Senator Sparks responded by saying actuaries have projected that in 2064, the legislation he’s proposing puts forward a plan that would be 96.6 percent funded, some 10.5 percent more than what Blount presented. Sparks also noted that no one filed a bill similar to what Blount spoke on Wednesday.
“The risk of a [defined benefit plan] is all absorbed by the plan’s sponsor, which is your state, your counties, your cities, your school districts. Our actuaries and our investment returns have been changed a lot over the years, lowered expectations, things like that. That’s what drives the rate up,” Sparks said, saying doing what the state has always done is getting “in a slower car to go over the same cliff.”
Another caveat included in the legislation was a change in wording related to PERS asking for more funds from the Legislature. Previously, the PERS Board was required to, or “shall,” bring two actuaries to the table when making requests. The legislation would change that to “may” in an effort to streamline the process.
Notably, the legislation would end the Supplemental Legislative Retirement Plan, otherwise known as SLRP, for future elected officials. Those who are in the system today would continue to enjoy the benefit. After March 1, 2026, elected officials coming into the Capitol would not receive the benefit.
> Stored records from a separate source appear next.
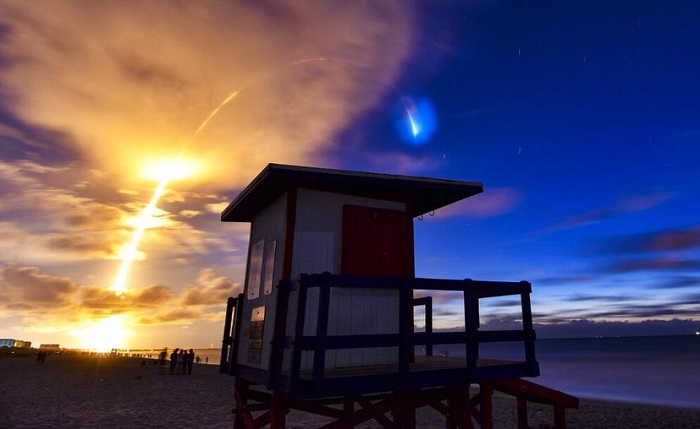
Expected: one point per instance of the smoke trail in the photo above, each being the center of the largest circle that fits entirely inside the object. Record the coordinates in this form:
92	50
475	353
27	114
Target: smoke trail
119	285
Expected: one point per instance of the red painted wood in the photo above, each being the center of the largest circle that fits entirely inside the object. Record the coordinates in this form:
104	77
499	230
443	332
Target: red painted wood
376	242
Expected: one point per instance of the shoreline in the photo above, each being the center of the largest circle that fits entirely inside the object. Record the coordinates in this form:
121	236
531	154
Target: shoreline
112	392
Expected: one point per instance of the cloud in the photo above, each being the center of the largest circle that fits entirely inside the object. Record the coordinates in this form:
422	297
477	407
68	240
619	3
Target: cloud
210	290
665	263
586	328
625	205
399	162
26	288
27	292
492	202
666	241
128	83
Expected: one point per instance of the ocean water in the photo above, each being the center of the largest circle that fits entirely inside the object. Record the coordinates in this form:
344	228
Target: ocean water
650	370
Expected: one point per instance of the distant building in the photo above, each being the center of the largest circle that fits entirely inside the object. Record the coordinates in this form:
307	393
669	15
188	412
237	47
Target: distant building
9	342
50	347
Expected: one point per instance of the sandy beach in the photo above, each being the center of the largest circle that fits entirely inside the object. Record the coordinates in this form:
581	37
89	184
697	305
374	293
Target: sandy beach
92	392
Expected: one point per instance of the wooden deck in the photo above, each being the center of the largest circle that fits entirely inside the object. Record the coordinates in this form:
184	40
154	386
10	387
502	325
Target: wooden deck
421	364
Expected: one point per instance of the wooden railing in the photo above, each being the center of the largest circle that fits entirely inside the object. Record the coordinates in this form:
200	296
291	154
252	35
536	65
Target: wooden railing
406	339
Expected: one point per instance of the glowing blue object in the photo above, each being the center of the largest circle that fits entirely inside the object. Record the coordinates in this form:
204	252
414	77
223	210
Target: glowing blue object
416	121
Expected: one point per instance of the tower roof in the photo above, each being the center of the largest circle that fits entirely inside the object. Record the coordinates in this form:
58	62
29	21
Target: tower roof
421	194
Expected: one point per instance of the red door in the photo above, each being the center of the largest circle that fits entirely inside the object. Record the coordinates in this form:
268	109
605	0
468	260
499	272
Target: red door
377	242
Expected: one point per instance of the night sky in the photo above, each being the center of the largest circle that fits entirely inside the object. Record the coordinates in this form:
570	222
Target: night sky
580	118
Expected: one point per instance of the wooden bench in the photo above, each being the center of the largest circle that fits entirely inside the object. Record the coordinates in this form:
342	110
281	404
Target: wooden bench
525	391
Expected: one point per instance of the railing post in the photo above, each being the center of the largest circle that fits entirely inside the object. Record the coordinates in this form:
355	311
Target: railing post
528	327
429	325
405	328
226	341
297	344
279	334
322	329
471	324
235	334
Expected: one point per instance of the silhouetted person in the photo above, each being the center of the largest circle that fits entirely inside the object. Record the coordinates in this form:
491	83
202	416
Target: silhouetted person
182	361
189	361
173	361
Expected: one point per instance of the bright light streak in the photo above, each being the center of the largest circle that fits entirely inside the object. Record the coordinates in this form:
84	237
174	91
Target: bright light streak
169	169
416	121
119	285
414	127
215	111
163	171
105	335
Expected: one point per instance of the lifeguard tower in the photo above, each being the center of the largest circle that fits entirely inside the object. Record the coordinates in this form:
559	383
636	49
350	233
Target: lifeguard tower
326	320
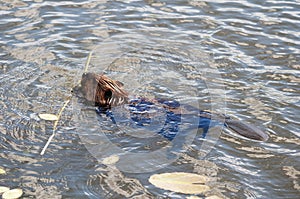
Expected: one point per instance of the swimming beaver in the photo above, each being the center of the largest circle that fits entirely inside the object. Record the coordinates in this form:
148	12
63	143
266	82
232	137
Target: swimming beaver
106	93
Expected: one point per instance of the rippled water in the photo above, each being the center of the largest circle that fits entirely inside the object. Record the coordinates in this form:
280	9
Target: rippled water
157	48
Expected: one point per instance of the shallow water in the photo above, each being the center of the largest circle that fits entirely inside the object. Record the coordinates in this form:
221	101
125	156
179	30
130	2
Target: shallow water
235	57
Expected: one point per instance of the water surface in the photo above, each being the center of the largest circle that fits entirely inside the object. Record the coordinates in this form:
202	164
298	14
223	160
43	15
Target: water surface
245	52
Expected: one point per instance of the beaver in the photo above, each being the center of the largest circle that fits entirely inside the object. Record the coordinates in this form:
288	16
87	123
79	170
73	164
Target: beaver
106	93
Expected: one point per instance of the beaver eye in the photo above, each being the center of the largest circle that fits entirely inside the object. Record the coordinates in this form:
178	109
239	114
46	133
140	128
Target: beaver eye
107	94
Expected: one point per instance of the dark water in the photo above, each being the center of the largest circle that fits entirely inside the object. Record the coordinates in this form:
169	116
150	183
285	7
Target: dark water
240	57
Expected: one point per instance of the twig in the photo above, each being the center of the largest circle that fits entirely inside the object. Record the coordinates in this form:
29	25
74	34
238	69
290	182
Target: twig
87	63
55	126
63	108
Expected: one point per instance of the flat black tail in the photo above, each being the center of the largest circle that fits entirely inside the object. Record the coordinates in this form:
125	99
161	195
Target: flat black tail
246	130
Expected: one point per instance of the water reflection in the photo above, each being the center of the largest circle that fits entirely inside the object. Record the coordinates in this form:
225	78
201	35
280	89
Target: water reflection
255	46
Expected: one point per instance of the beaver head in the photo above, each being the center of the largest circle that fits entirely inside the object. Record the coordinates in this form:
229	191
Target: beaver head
102	91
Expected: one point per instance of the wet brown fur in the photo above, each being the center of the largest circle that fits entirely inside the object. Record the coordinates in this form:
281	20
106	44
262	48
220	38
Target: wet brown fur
103	91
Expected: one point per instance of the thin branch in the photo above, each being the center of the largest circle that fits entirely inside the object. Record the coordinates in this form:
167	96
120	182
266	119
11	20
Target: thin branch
63	108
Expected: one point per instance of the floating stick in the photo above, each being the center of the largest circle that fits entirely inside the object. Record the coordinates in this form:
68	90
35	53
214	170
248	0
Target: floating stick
63	108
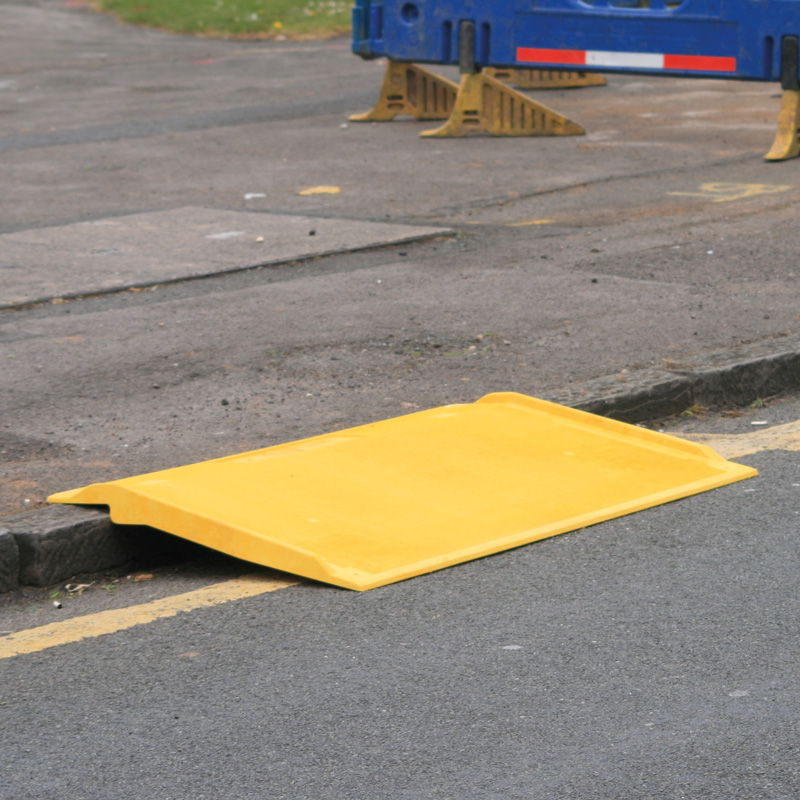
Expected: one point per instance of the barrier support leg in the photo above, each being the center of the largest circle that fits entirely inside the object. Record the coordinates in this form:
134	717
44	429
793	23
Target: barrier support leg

“I get asked about this frequently by constituents,” Sparks said. “My response to them is generally I didn’t know it existed when I ran for this office but it really does seem to be a sore spot for our constituents so I think that it would be good just to put it to bed once and for all.”
Ultimately, the legislation passed 30 to 16 in the chamber. It will now be transmitted to the House for consideration.